Chris: It seemed interesting to meet another person and I met this really skilfull man, Budi. His work is amazing.
Budi: I wanted to explore new possibilities working with people from different cultural and social backgrounds.
“My favourite part of the collaboration was meeting Budi, Jennifer and Sidhi online, and making them laugh!” – Chris
Jennifer: Has anything been a real surprise for you during the collaboration?
Chris: The work that Budi’s doing. That inspired me to do the crocodile. All the work I made.
Budi: The results on how Chris did his cyanotype print with his sketches and the use of his childhood portrait.
Jennifer: What are you hoping audiences get from seeing your work?
Chris: They might think it’s amazing or a bit out of proportion (in a good way), and [it is about] stretching your mind to the limit.

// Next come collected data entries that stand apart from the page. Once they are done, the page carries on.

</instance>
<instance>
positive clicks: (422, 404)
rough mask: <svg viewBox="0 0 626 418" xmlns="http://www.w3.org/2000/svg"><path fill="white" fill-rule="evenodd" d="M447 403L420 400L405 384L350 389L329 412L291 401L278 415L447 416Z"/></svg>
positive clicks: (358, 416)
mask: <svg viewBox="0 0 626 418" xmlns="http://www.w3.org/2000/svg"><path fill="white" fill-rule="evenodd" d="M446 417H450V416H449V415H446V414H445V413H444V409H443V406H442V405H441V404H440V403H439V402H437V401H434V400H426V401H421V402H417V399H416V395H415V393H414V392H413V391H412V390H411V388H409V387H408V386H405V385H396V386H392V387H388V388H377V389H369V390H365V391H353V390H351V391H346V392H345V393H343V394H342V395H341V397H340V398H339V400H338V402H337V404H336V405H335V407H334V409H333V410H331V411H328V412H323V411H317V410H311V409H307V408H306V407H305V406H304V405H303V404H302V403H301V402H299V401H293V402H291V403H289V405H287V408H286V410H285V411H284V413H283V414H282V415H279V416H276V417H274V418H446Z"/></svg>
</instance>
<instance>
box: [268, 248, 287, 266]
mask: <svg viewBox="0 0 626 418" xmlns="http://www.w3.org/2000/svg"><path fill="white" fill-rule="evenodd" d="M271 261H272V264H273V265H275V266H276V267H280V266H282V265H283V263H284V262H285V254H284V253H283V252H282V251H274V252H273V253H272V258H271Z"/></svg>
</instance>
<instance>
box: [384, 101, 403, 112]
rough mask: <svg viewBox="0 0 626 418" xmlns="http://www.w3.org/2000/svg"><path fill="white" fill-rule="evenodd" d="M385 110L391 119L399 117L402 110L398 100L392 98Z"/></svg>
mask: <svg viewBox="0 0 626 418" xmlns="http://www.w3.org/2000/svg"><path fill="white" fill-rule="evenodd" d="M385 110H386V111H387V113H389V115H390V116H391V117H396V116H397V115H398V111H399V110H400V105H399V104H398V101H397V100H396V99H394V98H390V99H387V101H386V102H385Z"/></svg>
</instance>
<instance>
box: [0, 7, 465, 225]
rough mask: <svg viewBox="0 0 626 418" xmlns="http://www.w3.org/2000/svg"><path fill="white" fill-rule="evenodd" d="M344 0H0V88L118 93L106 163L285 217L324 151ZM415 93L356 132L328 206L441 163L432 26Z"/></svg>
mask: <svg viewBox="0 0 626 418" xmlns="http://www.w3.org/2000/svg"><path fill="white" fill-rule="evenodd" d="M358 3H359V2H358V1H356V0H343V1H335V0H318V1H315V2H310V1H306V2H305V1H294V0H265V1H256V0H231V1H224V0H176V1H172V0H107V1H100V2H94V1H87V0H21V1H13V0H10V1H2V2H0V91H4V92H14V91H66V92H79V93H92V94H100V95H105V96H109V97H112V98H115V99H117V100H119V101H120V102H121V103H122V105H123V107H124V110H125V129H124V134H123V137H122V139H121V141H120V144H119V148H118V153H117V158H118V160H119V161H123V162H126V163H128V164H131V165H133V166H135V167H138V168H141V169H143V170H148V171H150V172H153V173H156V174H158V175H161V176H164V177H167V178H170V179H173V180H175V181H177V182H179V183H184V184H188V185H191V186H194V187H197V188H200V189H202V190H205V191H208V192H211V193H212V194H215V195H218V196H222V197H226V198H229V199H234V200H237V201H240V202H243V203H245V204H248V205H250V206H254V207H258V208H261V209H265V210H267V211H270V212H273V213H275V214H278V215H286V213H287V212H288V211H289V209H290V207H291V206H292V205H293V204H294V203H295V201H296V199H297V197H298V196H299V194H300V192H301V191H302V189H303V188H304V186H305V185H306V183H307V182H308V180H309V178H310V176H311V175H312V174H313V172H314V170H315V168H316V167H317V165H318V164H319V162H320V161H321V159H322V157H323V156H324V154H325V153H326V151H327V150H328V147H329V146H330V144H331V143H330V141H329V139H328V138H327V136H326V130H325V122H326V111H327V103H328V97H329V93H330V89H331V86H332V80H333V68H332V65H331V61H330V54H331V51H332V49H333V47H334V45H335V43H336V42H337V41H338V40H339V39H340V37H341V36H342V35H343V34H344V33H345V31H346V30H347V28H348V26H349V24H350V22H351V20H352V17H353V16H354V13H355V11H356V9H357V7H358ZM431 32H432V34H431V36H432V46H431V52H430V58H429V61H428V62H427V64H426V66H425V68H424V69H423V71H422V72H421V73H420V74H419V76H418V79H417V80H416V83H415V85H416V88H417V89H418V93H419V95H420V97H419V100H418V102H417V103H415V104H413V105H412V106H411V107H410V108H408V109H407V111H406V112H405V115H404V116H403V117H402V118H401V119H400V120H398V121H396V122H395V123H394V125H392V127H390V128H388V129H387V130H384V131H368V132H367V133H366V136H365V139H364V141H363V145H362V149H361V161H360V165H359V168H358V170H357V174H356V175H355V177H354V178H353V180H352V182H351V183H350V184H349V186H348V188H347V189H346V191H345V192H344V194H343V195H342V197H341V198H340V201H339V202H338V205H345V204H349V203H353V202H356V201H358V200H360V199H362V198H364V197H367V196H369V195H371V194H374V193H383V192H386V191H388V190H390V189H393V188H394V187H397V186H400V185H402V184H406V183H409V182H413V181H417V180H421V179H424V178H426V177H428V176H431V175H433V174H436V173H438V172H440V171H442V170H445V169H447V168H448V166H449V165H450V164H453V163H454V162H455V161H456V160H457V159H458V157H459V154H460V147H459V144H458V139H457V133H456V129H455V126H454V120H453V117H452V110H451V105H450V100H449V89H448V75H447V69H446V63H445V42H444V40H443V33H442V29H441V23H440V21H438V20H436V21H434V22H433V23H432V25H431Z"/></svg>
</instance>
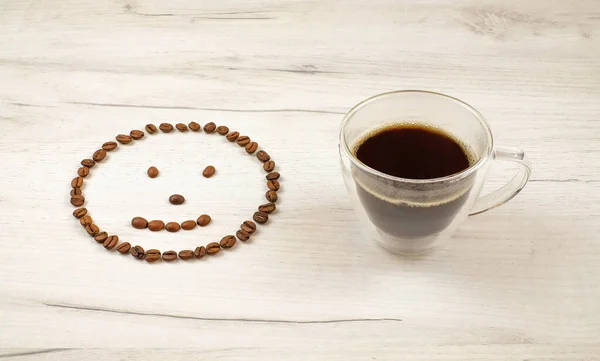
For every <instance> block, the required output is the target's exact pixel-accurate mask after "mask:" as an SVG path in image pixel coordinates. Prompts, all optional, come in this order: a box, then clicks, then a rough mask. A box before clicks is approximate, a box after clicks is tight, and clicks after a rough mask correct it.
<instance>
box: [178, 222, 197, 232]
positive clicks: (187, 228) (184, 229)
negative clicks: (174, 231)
mask: <svg viewBox="0 0 600 361" xmlns="http://www.w3.org/2000/svg"><path fill="white" fill-rule="evenodd" d="M194 228H196V221H194V220H189V221H185V222H182V223H181V229H183V230H184V231H189V230H192V229H194Z"/></svg>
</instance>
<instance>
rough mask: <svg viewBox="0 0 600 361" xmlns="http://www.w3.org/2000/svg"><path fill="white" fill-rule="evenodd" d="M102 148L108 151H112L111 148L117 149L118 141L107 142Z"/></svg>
mask: <svg viewBox="0 0 600 361" xmlns="http://www.w3.org/2000/svg"><path fill="white" fill-rule="evenodd" d="M102 149H104V150H105V151H107V152H110V151H111V150H115V149H117V142H112V141H111V142H106V143H104V144H102Z"/></svg>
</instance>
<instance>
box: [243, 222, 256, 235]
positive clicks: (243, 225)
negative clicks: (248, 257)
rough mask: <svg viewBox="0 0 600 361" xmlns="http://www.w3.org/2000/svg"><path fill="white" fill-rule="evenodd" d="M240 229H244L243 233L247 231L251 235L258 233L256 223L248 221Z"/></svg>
mask: <svg viewBox="0 0 600 361" xmlns="http://www.w3.org/2000/svg"><path fill="white" fill-rule="evenodd" d="M240 228H241V229H242V231H246V232H248V233H249V234H253V233H254V232H256V223H254V222H252V221H246V222H244V223H242V225H241V226H240Z"/></svg>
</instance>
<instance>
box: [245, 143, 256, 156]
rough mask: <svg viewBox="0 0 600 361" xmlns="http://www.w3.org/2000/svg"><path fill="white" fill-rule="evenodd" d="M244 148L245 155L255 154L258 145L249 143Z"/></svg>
mask: <svg viewBox="0 0 600 361" xmlns="http://www.w3.org/2000/svg"><path fill="white" fill-rule="evenodd" d="M245 148H246V153H248V154H252V153H254V152H256V150H257V149H258V143H256V142H250V143H248V144H246V147H245Z"/></svg>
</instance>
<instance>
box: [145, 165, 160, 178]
mask: <svg viewBox="0 0 600 361" xmlns="http://www.w3.org/2000/svg"><path fill="white" fill-rule="evenodd" d="M147 173H148V177H150V178H156V177H158V168H156V167H150V168H148V172H147Z"/></svg>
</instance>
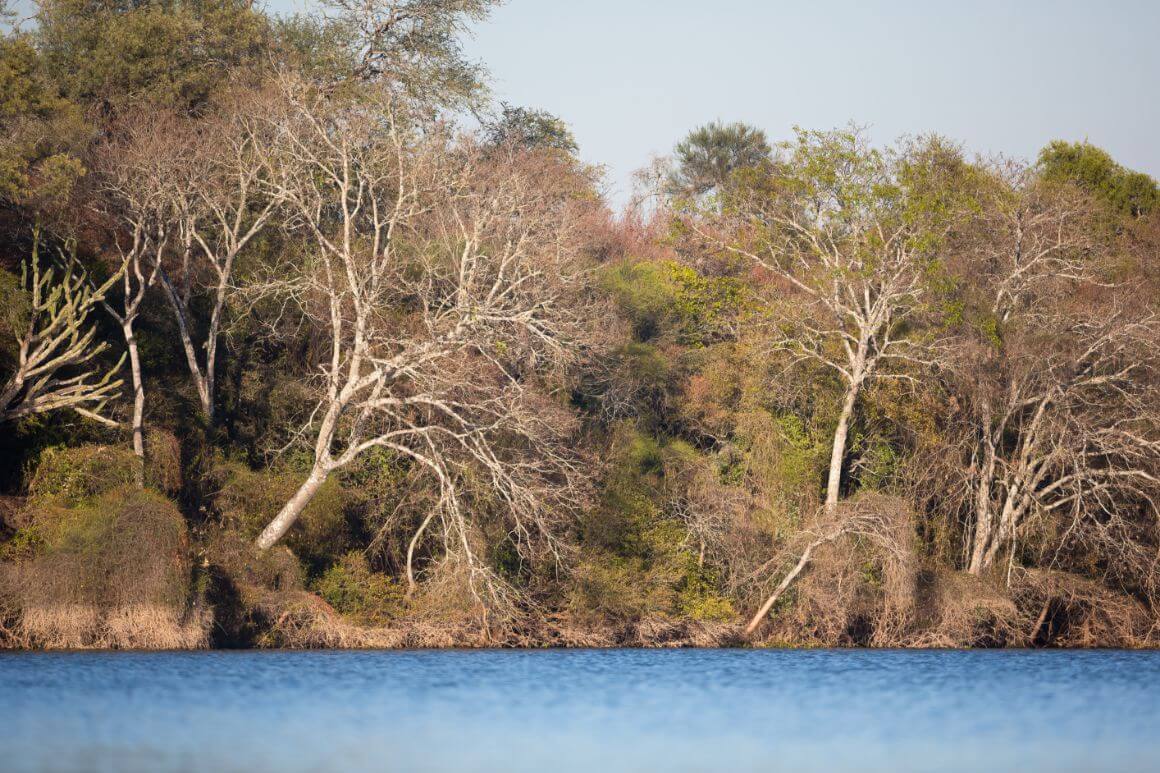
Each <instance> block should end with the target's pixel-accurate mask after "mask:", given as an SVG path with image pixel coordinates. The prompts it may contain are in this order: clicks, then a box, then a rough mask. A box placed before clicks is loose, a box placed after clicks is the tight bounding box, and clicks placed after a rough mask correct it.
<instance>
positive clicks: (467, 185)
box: [258, 84, 583, 600]
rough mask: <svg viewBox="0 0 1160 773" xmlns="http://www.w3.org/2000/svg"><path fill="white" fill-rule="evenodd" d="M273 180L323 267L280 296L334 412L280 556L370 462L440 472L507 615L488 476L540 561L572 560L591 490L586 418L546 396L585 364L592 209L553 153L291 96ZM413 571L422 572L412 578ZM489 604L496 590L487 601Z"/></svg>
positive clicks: (490, 583) (442, 519)
mask: <svg viewBox="0 0 1160 773" xmlns="http://www.w3.org/2000/svg"><path fill="white" fill-rule="evenodd" d="M288 88H289V99H290V102H291V106H292V107H291V109H290V110H289V111H288V114H287V115H285V116H284V117H283V118H282V120H281V123H280V125H278V142H277V152H276V153H274V154H273V156H271V167H270V171H269V175H268V179H269V185H270V186H273V187H274V188H275V195H277V196H280V197H282V198H283V200H284V201H285V202H287V205H288V207H289V208H290V209H291V211H292V216H291V218H290V223H291V224H292V225H293V226H295V230H293V234H296V236H298V237H300V238H303V239H305V240H306V243H305V244H304V246H303V250H304V254H303V255H302V257H300V259H299V260H298V261H297V262H295V263H293V265H288V266H283V267H280V269H278V272H277V275H278V277H277V279H276V280H275V281H271V282H270V283H269V284H268V287H267V290H268V291H271V292H276V294H277V295H280V296H281V297H283V298H285V299H289V301H292V302H293V303H295V304H296V305H297V308H298V309H299V311H300V313H302V315H303V318H304V320H305V322H306V324H307V325H309V326H310V327H311V328H312V330H314V331H317V334H318V341H319V349H320V355H321V356H320V357H319V360H318V361H317V362H313V363H312V370H314V369H316V368H317V370H314V371H316V373H319V374H320V376H319V381H318V384H317V385H318V405H317V409H316V412H314V416H313V417H312V420H311V422H310V424H309V425H307V426H306V427H303V432H304V433H310V434H311V435H312V436H313V443H312V447H313V463H312V467H311V470H310V472H309V475H307V476H306V479H305V481H304V482H303V483H302V485H300V487H299V489H298V491H297V492H296V493H295V494H293V497H291V498H290V499H289V501H287V503H285V505H284V507H283V508H282V511H281V512H280V513H278V514H277V515H276V516H275V518H274V519H273V520H271V521H270V522H269V525H268V526H267V527H266V529H264V530H263V532H262V534H261V535H260V536H259V539H258V546H259V547H260V548H263V549H266V548H269V547H270V546H273V544H274V543H276V542H277V541H278V540H280V539H281V537H282V536H283V535H284V534H285V533H287V530H288V529H289V528H290V527H291V525H292V523H293V522H295V521H296V520H297V518H298V515H299V514H300V513H302V511H303V508H304V507H305V506H306V504H307V503H309V501H310V500H311V498H312V497H313V496H314V493H316V492H317V491H318V490H319V487H320V486H321V485H322V483H324V482H325V481H326V479H327V478H328V477H329V476H331V475H332V474H334V472H335V471H338V470H341V469H342V468H345V467H347V465H349V464H351V463H353V462H354V461H355V460H356V458H358V457H360V456H361V455H362V454H364V453H367V451H368V450H370V449H382V450H386V451H390V453H393V454H396V455H398V457H399V458H401V460H405V461H409V462H411V463H414V464H416V465H419V467H421V468H425V469H426V470H427V471H428V474H429V475H430V476H432V477H433V478H434V481H435V482H436V484H437V486H438V491H440V492H441V493H440V506H438V507H437V508H434V510H433V511H432V512H430V513H429V514H428V515H427V518H426V520H425V521H423V522H422V525H421V526H420V527H419V532H418V533H416V534H415V535H414V537H413V540H412V549H411V550H408V563H409V561H411V555H412V554H413V547H414V544H415V542H416V541H418V540H420V539H421V536H422V534H423V532H425V530H426V529H427V528H428V527H429V526H430V525H432V523H433V521H436V519H441V520H442V525H443V534H444V547H445V549H447V551H448V555H449V557H454V558H455V559H457V561H459V562H462V564H463V565H464V566H466V568H467V570H469V571H470V578H471V587H472V591H473V592H476V593H477V595H479V598H480V599H483V598H484V597H485V595H490V597H491V598H493V599H494V600H501V599H500V597H501V595H502V593H501V592H500V591H498V588H501V587H502V583H499V581H498V578H495V577H494V576H493V575H492V573H491V572H490V570H488V569H487V568H486V565H485V564H484V563H483V562H480V561H479V558H478V557H477V551H478V548H476V547H474V546H473V536H472V529H471V525H470V513H469V512H467V511H466V510H465V507H464V500H463V497H464V492H465V491H466V490H467V482H469V481H471V479H477V481H481V482H483V485H485V486H486V489H487V490H488V492H490V494H488V496H490V497H491V498H492V499H494V500H496V501H498V506H499V507H500V510H501V511H502V516H503V518H506V519H509V528H510V533H512V534H513V536H514V539H515V543H516V544H517V546H520V548H519V549H520V550H530V546H532V544H534V543H536V542H537V541H541V542H543V543H545V544H548V546H549V550H550V552H551V551H554V550H556V548H554V547H553V546H554V544H556V540H557V534H556V527H554V526H553V519H556V518H558V516H559V515H560V514H561V513H563V512H566V506H567V501H568V500H570V499H571V498H572V497H574V496H575V494H577V492H578V491H579V490H581V489H582V486H581V484H580V482H579V477H580V476H579V474H580V470H579V468H578V467H577V457H575V456H574V454H573V451H572V450H571V449H570V448H568V447H567V443H566V438H567V435H568V433H570V432H571V427H572V419H571V418H570V416H568V413H567V412H566V411H564V410H561V409H560V407H557V406H553V404H552V400H550V399H548V398H546V397H545V396H544V395H543V393H542V391H541V389H539V388H537V383H538V382H539V380H541V377H542V376H543V375H544V371H545V369H551V368H552V367H554V366H553V363H561V362H565V361H567V360H568V359H570V357H571V356H572V351H573V349H572V347H575V346H577V345H578V340H577V337H578V335H579V334H580V331H581V322H582V316H581V315H579V312H577V311H574V310H572V309H571V308H570V304H568V302H567V298H568V297H570V295H571V294H572V292H573V291H574V281H575V277H577V268H575V260H577V255H575V253H574V247H573V245H574V244H575V240H574V233H573V229H575V227H577V219H578V218H577V211H575V208H577V207H581V205H583V204H582V203H579V202H578V201H577V197H575V196H574V195H572V190H570V189H567V188H563V189H560V188H553V187H551V186H548V185H545V181H551V180H560V179H565V178H567V176H568V174H567V173H566V172H565V173H561V172H560V171H559V169H554V168H545V167H544V166H543V165H544V164H545V162H549V160H545V159H544V158H542V157H538V158H537V157H531V158H528V157H523V156H507V154H500V158H495V157H494V154H488V153H485V152H483V151H481V150H480V149H479V147H478V146H477V145H473V144H472V143H470V142H466V140H464V142H451V140H449V139H448V138H447V137H445V135H444V133H443V132H442V131H440V130H437V127H430V128H427V129H425V130H421V128H420V127H419V125H416V124H415V123H413V122H412V121H411V116H409V115H408V114H406V113H405V111H404V110H403V109H401V108H400V106H399V104H398V103H397V102H396V101H394V100H393V99H392V97H391V96H390V95H389V94H386V95H384V94H383V93H382V92H379V93H378V94H379V97H378V99H379V101H376V102H367V101H360V102H354V103H336V102H334V101H328V100H326V99H324V97H320V96H317V95H313V94H312V93H311V92H310V91H309V89H306V88H303V87H299V86H296V85H293V84H291V85H289V86H288ZM408 573H409V568H408ZM485 591H486V593H485Z"/></svg>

“Hopefully the audience can see our collaboration artwork is about equality, we inspired each other regardless of our physical and mental situations. Everyone will experience disability, especially for those who live long. So our collaboration art is about celebrating life.” – Budi
Jennifer: If you could describe the other artists work in three words, what would you say?
Chris: Precise, definite, love.
Budi: Fun, expressive, humble.
Jennifer: For others potentially doing the peer-to-peer collaborations in the future, what would be your advice to them?
Chris: When you do the project and put [things] down on paper, it should be from the heart. Focus is key. Never ever copy other people’s work. Love what you do. When you’re doing a picture, you use your head as a direct tool, and you use your pen away from you. I persevered with it. I wouldn’t be surprised if people opened me up and they might find some interesting stuff, like a brain power!
Budi: Being yourself is about understanding your peers.
Jennifer: Anything final you’d like to add?
Budi: I am really glad to be part of this program.
“My confidence is massive. It’s brought me out of my shell. I’d like to meet Budi in real life and do another project or stay in touch. I love the Indonesian culture. He’s inspired me.” – Chris
This collaboration forms part of the year long Art et al. X Ketemu project, funded by the British Council’s International Collaboration Grants.